Author's Note: Thoughts, flashbacks, and something to show that a word is being enunciated are in **, so you'll have to figure that one out on your own. Also, this is set when the gang is 23.

Author's Note #2 (ALL OTHER AUTHORS PLEASE READ): This totally and completely came from my own imagination, so if there's a part of your story that somehow got into mine, it's purely coincidental, so please don't send me hate mail! Someone did it to me and I was completely unaware I had used some of her story in mine, and she was extremely harsh and rude about it. So if you feel the need, please make it non threatening!

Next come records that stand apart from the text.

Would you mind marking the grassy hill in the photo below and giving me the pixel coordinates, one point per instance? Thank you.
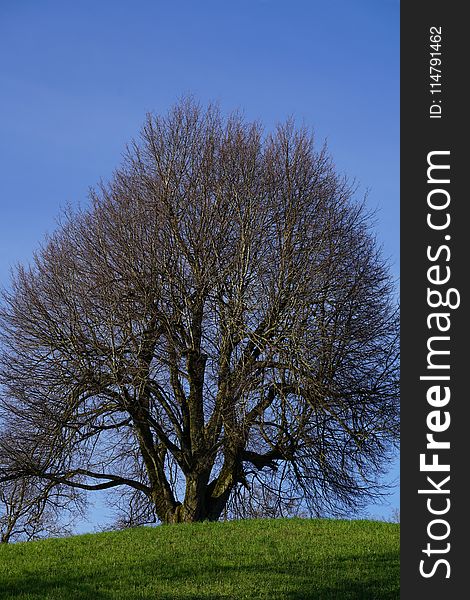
(283, 559)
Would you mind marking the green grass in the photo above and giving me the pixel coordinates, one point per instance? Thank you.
(282, 559)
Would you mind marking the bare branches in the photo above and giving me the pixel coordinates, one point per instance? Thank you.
(220, 307)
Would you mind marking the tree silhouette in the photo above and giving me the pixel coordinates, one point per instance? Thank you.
(220, 314)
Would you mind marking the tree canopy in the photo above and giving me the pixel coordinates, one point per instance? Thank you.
(218, 320)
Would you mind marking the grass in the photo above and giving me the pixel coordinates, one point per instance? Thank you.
(283, 559)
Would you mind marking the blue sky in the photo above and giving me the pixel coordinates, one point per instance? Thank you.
(78, 78)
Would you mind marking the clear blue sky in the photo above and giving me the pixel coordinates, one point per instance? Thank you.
(78, 77)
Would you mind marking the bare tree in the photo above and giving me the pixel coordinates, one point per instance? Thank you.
(221, 310)
(32, 507)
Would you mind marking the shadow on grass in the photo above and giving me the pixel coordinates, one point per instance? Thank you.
(374, 578)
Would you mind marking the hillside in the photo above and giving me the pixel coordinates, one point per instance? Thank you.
(285, 559)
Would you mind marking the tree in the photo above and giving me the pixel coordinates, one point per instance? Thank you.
(220, 313)
(31, 508)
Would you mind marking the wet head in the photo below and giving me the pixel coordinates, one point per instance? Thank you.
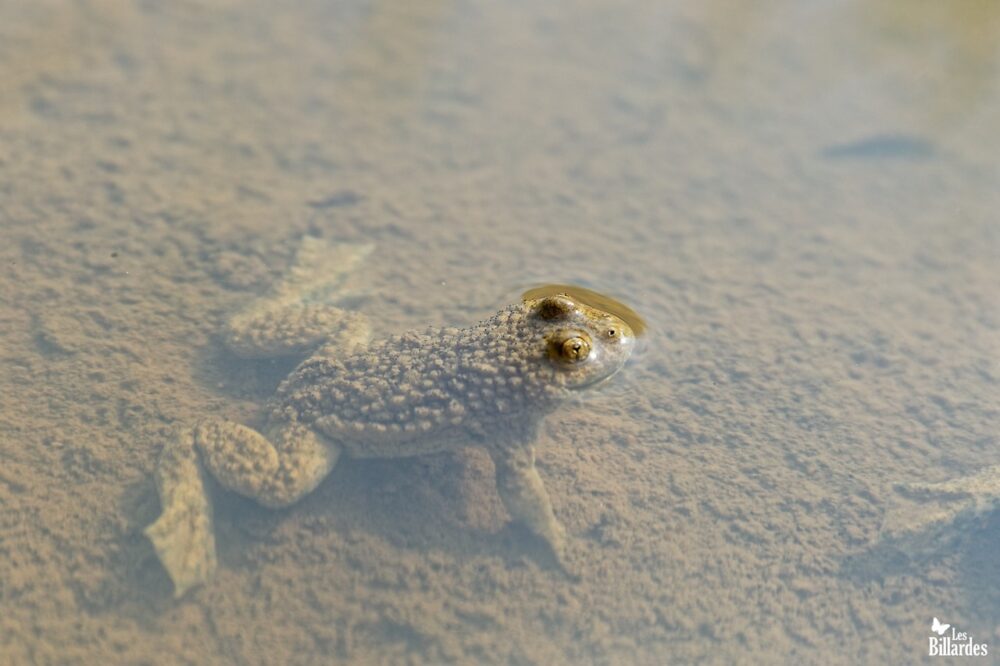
(584, 344)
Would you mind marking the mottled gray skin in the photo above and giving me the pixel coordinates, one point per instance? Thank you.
(417, 393)
(423, 392)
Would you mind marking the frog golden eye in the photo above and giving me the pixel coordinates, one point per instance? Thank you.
(574, 350)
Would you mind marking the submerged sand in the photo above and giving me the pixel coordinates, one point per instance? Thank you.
(800, 200)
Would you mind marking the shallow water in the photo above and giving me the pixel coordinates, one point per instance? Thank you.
(800, 199)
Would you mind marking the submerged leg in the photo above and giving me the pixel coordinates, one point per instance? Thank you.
(183, 536)
(524, 495)
(275, 473)
(298, 315)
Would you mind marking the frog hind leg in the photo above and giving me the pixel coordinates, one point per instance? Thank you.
(276, 471)
(299, 314)
(526, 499)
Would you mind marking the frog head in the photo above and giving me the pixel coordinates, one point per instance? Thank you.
(584, 344)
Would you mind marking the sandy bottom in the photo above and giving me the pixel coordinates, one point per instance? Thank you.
(801, 200)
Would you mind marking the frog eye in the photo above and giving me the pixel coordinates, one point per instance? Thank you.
(572, 350)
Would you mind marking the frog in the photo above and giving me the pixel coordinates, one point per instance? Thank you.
(490, 384)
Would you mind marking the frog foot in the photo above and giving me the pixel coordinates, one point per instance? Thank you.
(298, 316)
(182, 536)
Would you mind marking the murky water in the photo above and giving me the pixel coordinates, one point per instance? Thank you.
(800, 199)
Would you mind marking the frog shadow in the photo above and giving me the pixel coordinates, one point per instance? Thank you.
(969, 547)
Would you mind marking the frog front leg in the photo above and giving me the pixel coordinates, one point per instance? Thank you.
(276, 470)
(525, 497)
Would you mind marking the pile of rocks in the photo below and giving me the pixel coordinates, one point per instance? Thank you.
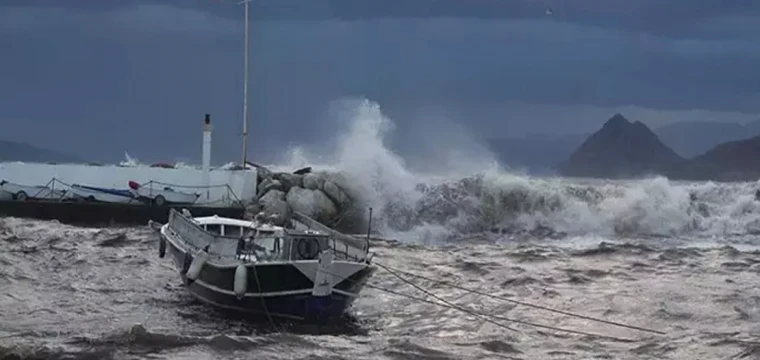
(320, 195)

Dawson sighed heavily as he sank down in his old room. It was the only part of the house Nicole hadn't really done anything to, since Mitch said it should always be the same as it was when Dawson actually lived there. She had given it a new coat of paint, but that was pretty much all. It was the only sign of stability he could find in his house, considering everything that had been there when he left for college was still present in the room. Everything except the movie posters.

It had been odd for him to sleep in the room the previous night, because though the placement of the bed and the television and the cabinets were familiar, the bare walls were not. He had taken his posters with him to California, and they were now stored in the back of his closet. He had done everything to forget his past, but his posters were a haunting reminder.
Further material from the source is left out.